Diagnosis of Sjögrens Syndrome

Sjögren’s syndrome is often diagnosed late in the process which means people with Sjögrens often suffer for years before diagnosis.

The delay in diagnosis is partly due to lack of information and understanding of the condition by the general public and many  health professionals but also because of the many  and varied symptoms a lot of which have possible other causes.  The symptoms may present one by one, on and off over the years and it may not be until several are present at once that Sjögrens is considered.  It is not uncommon for people with Sjögrens to have been mistakenly told they are suffering from some sort of psychological condition or given the impression that they are neurotic, implying the symptoms are more imaginary and related to stress and anxiety.  We do know stress will exacerbate auto immune disease as it does many disease processes and cause it to flare up….  but it is not the cause.
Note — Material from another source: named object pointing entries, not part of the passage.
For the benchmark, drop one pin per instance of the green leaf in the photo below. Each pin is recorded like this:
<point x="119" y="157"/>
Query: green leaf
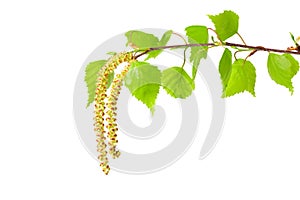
<point x="163" y="42"/>
<point x="225" y="67"/>
<point x="91" y="75"/>
<point x="226" y="24"/>
<point x="177" y="82"/>
<point x="241" y="78"/>
<point x="282" y="68"/>
<point x="197" y="35"/>
<point x="141" y="40"/>
<point x="143" y="81"/>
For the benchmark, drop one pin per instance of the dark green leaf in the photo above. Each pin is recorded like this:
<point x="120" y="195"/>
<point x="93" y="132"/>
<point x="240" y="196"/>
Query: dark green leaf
<point x="143" y="81"/>
<point x="91" y="75"/>
<point x="141" y="40"/>
<point x="225" y="67"/>
<point x="163" y="42"/>
<point x="226" y="24"/>
<point x="282" y="68"/>
<point x="197" y="35"/>
<point x="242" y="77"/>
<point x="177" y="82"/>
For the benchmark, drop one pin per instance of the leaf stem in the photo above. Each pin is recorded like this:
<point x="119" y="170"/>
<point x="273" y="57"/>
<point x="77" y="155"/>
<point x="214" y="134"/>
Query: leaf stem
<point x="258" y="48"/>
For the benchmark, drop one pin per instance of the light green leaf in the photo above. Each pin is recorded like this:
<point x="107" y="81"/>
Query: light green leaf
<point x="241" y="78"/>
<point x="197" y="35"/>
<point x="282" y="68"/>
<point x="163" y="42"/>
<point x="141" y="40"/>
<point x="143" y="81"/>
<point x="226" y="24"/>
<point x="91" y="75"/>
<point x="225" y="67"/>
<point x="177" y="82"/>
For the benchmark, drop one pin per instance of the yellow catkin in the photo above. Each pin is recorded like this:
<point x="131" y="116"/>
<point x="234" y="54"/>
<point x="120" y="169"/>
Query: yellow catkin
<point x="99" y="109"/>
<point x="111" y="111"/>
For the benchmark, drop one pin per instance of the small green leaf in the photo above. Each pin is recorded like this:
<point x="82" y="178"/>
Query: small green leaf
<point x="226" y="24"/>
<point x="91" y="75"/>
<point x="141" y="40"/>
<point x="225" y="67"/>
<point x="177" y="82"/>
<point x="143" y="81"/>
<point x="241" y="78"/>
<point x="197" y="35"/>
<point x="163" y="42"/>
<point x="282" y="68"/>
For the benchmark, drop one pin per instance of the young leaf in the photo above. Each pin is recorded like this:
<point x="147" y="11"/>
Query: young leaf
<point x="282" y="68"/>
<point x="141" y="40"/>
<point x="163" y="41"/>
<point x="241" y="78"/>
<point x="225" y="67"/>
<point x="143" y="81"/>
<point x="177" y="82"/>
<point x="197" y="35"/>
<point x="91" y="75"/>
<point x="226" y="24"/>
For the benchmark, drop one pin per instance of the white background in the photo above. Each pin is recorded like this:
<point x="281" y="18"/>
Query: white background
<point x="42" y="47"/>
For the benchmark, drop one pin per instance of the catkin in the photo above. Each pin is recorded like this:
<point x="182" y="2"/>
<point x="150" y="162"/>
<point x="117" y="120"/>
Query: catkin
<point x="107" y="110"/>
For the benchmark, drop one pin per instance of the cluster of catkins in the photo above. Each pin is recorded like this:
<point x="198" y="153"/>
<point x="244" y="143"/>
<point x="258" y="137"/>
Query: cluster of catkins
<point x="105" y="124"/>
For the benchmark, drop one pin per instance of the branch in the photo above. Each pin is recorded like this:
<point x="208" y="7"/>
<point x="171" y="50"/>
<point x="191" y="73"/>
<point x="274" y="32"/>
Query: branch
<point x="257" y="48"/>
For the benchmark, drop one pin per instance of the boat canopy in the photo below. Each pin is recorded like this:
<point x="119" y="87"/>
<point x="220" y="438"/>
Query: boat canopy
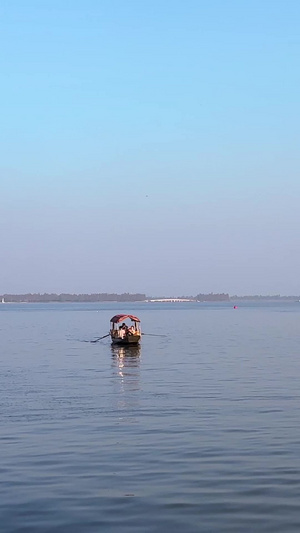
<point x="119" y="318"/>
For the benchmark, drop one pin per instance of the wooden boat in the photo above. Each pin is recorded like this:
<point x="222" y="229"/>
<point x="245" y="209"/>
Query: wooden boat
<point x="124" y="334"/>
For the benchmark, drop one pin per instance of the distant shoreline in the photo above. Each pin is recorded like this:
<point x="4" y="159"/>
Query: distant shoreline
<point x="139" y="298"/>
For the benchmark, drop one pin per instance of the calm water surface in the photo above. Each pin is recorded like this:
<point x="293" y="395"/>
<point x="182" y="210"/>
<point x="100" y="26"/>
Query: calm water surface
<point x="198" y="431"/>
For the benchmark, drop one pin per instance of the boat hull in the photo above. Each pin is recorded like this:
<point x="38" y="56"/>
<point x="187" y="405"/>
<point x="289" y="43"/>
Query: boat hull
<point x="125" y="341"/>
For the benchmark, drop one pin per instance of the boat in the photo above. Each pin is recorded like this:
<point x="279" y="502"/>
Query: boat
<point x="122" y="333"/>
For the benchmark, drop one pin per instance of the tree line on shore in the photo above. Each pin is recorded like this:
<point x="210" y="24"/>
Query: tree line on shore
<point x="100" y="297"/>
<point x="135" y="297"/>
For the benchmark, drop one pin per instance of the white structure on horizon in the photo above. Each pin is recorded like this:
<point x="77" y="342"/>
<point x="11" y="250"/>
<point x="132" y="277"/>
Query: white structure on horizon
<point x="171" y="300"/>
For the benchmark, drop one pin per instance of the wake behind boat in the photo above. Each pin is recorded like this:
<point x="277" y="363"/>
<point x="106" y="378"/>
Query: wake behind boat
<point x="123" y="334"/>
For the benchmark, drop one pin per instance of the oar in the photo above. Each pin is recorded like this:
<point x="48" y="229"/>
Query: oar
<point x="99" y="338"/>
<point x="154" y="335"/>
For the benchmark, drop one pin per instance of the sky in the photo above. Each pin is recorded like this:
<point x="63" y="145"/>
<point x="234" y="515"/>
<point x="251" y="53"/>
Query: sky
<point x="150" y="146"/>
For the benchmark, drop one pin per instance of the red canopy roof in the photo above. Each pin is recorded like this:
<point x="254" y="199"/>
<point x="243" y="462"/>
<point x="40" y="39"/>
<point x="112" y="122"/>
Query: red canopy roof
<point x="119" y="318"/>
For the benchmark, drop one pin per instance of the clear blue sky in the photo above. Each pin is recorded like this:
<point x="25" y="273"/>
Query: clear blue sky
<point x="150" y="146"/>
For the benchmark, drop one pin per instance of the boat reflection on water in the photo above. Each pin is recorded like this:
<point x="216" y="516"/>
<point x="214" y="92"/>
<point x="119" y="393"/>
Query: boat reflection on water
<point x="126" y="360"/>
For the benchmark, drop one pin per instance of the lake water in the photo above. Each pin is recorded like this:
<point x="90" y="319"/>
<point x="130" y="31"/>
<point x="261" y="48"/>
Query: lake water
<point x="198" y="431"/>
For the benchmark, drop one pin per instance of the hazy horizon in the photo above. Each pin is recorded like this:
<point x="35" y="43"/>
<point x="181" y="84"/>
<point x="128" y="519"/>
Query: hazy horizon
<point x="150" y="147"/>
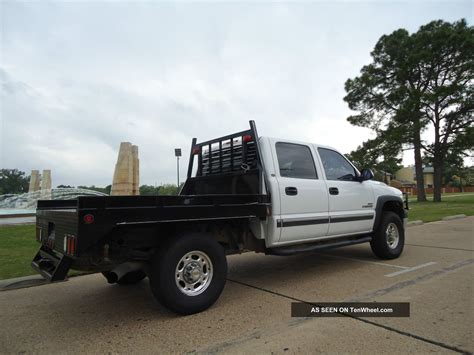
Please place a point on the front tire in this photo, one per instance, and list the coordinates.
(389, 238)
(189, 273)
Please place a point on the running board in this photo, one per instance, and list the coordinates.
(327, 244)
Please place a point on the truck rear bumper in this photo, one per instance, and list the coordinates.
(51, 266)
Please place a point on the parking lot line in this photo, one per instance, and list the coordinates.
(365, 261)
(410, 269)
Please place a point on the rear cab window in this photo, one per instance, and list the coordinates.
(336, 166)
(295, 161)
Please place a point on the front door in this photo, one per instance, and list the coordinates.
(351, 203)
(303, 194)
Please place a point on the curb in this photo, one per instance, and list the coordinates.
(447, 218)
(457, 216)
(414, 223)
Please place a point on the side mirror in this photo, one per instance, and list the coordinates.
(366, 174)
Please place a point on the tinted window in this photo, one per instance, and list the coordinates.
(336, 166)
(295, 161)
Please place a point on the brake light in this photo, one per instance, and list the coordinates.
(88, 219)
(247, 138)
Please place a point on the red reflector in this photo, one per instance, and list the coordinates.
(247, 138)
(88, 219)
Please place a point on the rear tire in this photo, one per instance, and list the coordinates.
(188, 274)
(129, 278)
(389, 237)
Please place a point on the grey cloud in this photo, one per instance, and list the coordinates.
(79, 78)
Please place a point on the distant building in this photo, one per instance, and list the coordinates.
(407, 176)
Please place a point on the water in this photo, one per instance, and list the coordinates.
(24, 203)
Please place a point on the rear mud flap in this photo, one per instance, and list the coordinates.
(50, 266)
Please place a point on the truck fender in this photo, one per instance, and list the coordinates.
(379, 208)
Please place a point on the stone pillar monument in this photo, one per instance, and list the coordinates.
(136, 170)
(34, 181)
(46, 185)
(126, 175)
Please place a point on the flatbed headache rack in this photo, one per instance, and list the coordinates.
(217, 160)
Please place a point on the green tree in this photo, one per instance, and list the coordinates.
(380, 154)
(13, 181)
(418, 81)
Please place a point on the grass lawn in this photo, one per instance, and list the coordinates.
(450, 206)
(18, 247)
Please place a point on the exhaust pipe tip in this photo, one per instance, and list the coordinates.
(111, 277)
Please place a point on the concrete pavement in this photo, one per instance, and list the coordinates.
(435, 274)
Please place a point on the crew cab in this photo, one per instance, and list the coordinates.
(243, 193)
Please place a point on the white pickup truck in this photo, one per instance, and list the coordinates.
(243, 193)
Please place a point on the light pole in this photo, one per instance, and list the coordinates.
(177, 153)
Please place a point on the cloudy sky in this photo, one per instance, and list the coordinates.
(77, 78)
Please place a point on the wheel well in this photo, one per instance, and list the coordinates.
(394, 206)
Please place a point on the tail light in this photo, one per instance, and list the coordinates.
(69, 244)
(247, 138)
(88, 218)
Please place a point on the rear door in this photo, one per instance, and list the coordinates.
(303, 194)
(351, 203)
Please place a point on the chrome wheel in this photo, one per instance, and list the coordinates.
(392, 235)
(194, 273)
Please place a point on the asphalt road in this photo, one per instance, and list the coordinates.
(435, 274)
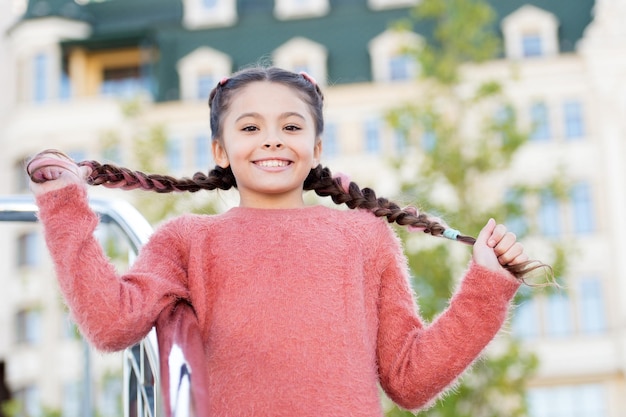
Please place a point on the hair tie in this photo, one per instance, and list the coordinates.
(451, 234)
(307, 77)
(344, 181)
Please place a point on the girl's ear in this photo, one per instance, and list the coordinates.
(219, 154)
(317, 153)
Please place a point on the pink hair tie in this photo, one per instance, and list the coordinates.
(343, 180)
(307, 77)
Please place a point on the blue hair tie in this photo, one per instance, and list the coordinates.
(451, 234)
Health professionals who most often diagnosis Sjögrens include:

  • Rheumatologists
  • Dentists
  • Opthalmologists/Optometrists
  • General Practitioners

Diagnosis is usually clear from the symptom combination:

  • Dry eyes; Dry mouth; Fatigue; Muscle and joint pains, and the association with other connective tissue disorders.

Symptom criteria for diagnosis:

Dry eyes (at least one of the following)

  • Persistent, troublesome dry eyes every day for longer than 3 months
  • Recurrent sensation of sand or gravel in the eyes
  • Use of a tear substitute more than three times a day

Dry Mouth (at least one of the following)

  • Feeling of dry mouth every day for at least 3 months
  • Recurrent feeling of swollen salivary glands as an adult
  • Need to drink liquids to aid in swallowing dry foods

Tests used with may be used to confirm the diagnosis:


Antibody Tests Specific to Sjögren’s Syndrome:

Anti -SS-AA  (Anti-Ro) and Anti -SS-B (Anti-La);

About 75% of people  with primary Sjögren’s syndrome will have Anti SS-A and Anti SS-B  antibodies and as  they rarely are found in other conditions, it is a very  useful in test for diagnosing primary Sjögren’s syndrome.

Other blood tests your doctor is likely to test are;

  • Autoantibody screen including ANA
  • Rheumatoid factor (RF) and Anti -CCP(if rheumatoid arthritis is suspected) or IG
  • Inflammatory markers CRP and ESR ( these tests may reflect the severity of the disease activity)
  • Liver function tests and kidney(renal) tests i.e. creatinine and electrolytes ..both liver and kidney may be  involved in autoimmune disease
  • Thyroid tests..  as autoimmune thyroid disease is associated with secondary sjogrens


Slit lamp examination – performed by an eye specialist (ophthalmologist or optometrist) The slit lamp allows the specialist to examine the tear film and outer layers of the eye under magnification. The tear film is examined using a Rose-Bengal stain.  In Sjögrens the tear film is depleted and of abnormal quality-it breaks up quickly allowing drying of the surface of the eye which leads to damage of the tissues.

Schirmer’s test – Is when a small piece of sterile blotting paper (or filter paper) is placed in each eye, under the lower lid, after the surface of the eye has been numbed with anaesthetic drops. The eyes are then closed for 5 minutes while the the paper collects any tears secreted.  A  Normal result is 10mm or more.

Fluorescene drops (bright orange dye) is sometimes used to test tear production and drainage.  In the normal eye these should be washed away by tears down tear ducts into the nose within 2 minutes.  In dry eye conditions the stain will remain for longer.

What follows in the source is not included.